Watch CNBC's full interview with Pakistan's Foreign Minister Bilawal Bhutto Zardari

Months of unrelenting rainfall in Pakistan descended huge swathes of the South Asian nation, displacing millions as the floods swept away homes, transport, crops and livestock. Zardari estimated that the entire damage stood at an “astronomical” sum of $30 billion.

Zardari said Pakistan was “cognizant” of the difficult economic environment, citing the bears of the coronavirus pandemic and Russia’s war in Ukraine, but added that “this has really become a compounding tragedy” for the country.

The reverse highlights the disparity between those most affected by the consequences of a warming planet and those that have the greatest documented responsibility for the climate crisis.

“We can’t deny that loss and damage doesn’t exist. I mean I had a third of my country underwater that wishes prove otherwise but I don’t want to pitch this as sort of liability or compensation,” Zardari said, referring to a reluctance from filthy rich countries to accept liability for loss and damage.

“This is not going to stop at Pakistan,” he warned. “The next country that’s touched should have something available so that they can address the loss and damage.”
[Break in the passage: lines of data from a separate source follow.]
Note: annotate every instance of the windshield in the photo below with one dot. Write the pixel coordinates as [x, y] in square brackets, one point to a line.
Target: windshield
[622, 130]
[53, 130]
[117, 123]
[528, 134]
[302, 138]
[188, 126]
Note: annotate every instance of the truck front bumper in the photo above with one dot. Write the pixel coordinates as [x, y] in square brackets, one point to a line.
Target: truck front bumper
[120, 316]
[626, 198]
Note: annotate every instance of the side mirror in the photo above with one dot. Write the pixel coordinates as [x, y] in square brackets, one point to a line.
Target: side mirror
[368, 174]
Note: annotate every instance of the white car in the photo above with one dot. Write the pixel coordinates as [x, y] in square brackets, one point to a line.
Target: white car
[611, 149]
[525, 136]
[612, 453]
‘Not a very constructive agenda’

Well off countries have long opposed the creation of a fund to address loss and damage and many policymakers fear that upping liability could trigger a wave of lawsuits by countries on the frontlines of the climate emergency.
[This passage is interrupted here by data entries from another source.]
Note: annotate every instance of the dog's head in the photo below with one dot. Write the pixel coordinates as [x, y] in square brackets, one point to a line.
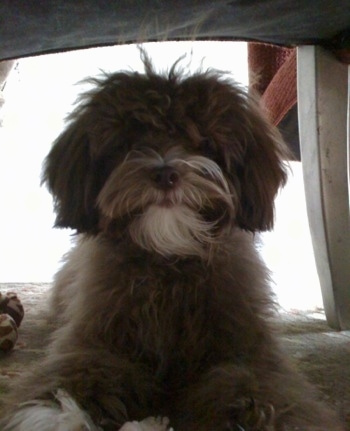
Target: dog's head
[170, 160]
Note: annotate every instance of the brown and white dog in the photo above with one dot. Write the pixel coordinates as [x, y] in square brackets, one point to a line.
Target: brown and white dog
[163, 308]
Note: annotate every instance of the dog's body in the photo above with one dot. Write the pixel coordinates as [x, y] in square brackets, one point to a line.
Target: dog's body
[163, 308]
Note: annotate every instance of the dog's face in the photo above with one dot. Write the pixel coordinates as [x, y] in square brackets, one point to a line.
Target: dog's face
[170, 161]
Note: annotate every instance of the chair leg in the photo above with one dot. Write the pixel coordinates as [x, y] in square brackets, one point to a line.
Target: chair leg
[323, 116]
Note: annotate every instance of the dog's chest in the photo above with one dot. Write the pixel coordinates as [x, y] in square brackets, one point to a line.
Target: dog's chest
[167, 318]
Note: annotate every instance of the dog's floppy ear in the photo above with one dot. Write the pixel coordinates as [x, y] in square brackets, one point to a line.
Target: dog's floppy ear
[262, 171]
[69, 175]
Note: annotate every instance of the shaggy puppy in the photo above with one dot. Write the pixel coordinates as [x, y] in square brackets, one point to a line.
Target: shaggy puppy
[163, 307]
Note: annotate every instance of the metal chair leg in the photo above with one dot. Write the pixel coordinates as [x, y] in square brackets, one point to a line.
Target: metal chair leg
[323, 117]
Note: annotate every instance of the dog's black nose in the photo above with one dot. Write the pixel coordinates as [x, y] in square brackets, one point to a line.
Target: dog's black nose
[165, 177]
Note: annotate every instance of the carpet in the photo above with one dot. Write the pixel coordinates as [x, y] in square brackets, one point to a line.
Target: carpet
[320, 353]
U.S. climate envoy John Kerry has beforehand indicated the U.S. would not be prepared to compensate countries for the loss and damage they’ve suffered as a result of the climate emergency.

Anyhow, in an apparent softening of that stance, Kerry has since said Washington would not be “obstructing” talks on loss and reparation at COP27.
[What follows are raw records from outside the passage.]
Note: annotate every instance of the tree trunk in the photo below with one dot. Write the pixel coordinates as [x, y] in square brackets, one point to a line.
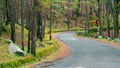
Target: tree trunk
[29, 23]
[50, 21]
[100, 18]
[33, 33]
[108, 17]
[22, 22]
[115, 18]
[13, 20]
[0, 18]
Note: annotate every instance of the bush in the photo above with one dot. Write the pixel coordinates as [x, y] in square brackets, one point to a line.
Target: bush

U.S. climate envoy John Kerry said Washington would not be “obstructing” talks on loss and damage in Sharm el-Sheikh.

Bloomberg | Bloomberg | Getty Materializations

“Loss and damage is important but it is not a very constructive agenda,” Johan Rockstrom, director of the Potsdam Institute for Climate Crashing Research and one of the world’s most influential Earth scientists, told CNBC in Sharm el-Sheikh.

“It is at risk of causing a serious divide between the north and the south and can lead these negotiations to grind to a halt when what the world requisites most is to haul ourselves away from dangerous climate change,” Rockstrom said. “And now we are on a path that obtains us unequivocally to disaster.”

A flurry of major U.N. reports published in recent weeks delivered a bleak assessment of how close the planet is to irrevocable climate breakdown, warning there is “no credible pathway” in place to cap global heating at the Finance ‘is the key for everything to happen’

Ex- U.N. climate chief Patricia Espinosa, meanwhile, told CNBC that climate finance “is the key for everything to happen.”

“It has been the proves for quite a number of conferences but now that we are starting an era of implementation, this is the area that will make a difference.”

Pakistan struggles in the wake of historic floods

Espinosa swayed she was particularly worried about the fact that the $100 billion climate finance pledge by rich nations in 2009 to stop low-income nations mitigate and adapt to the climate emergency had still not been met.

“It is at the heart of a certain mistrust that we are foretelling so I am coming with a lot of concern about that,” Espinosa said.

“There is a very clear need that the in money should be found and I’m not seeing that. However, what I hope can happen is that we can really start to have a altogether serious and well-informed conversation about financing for loss and damage,” she added.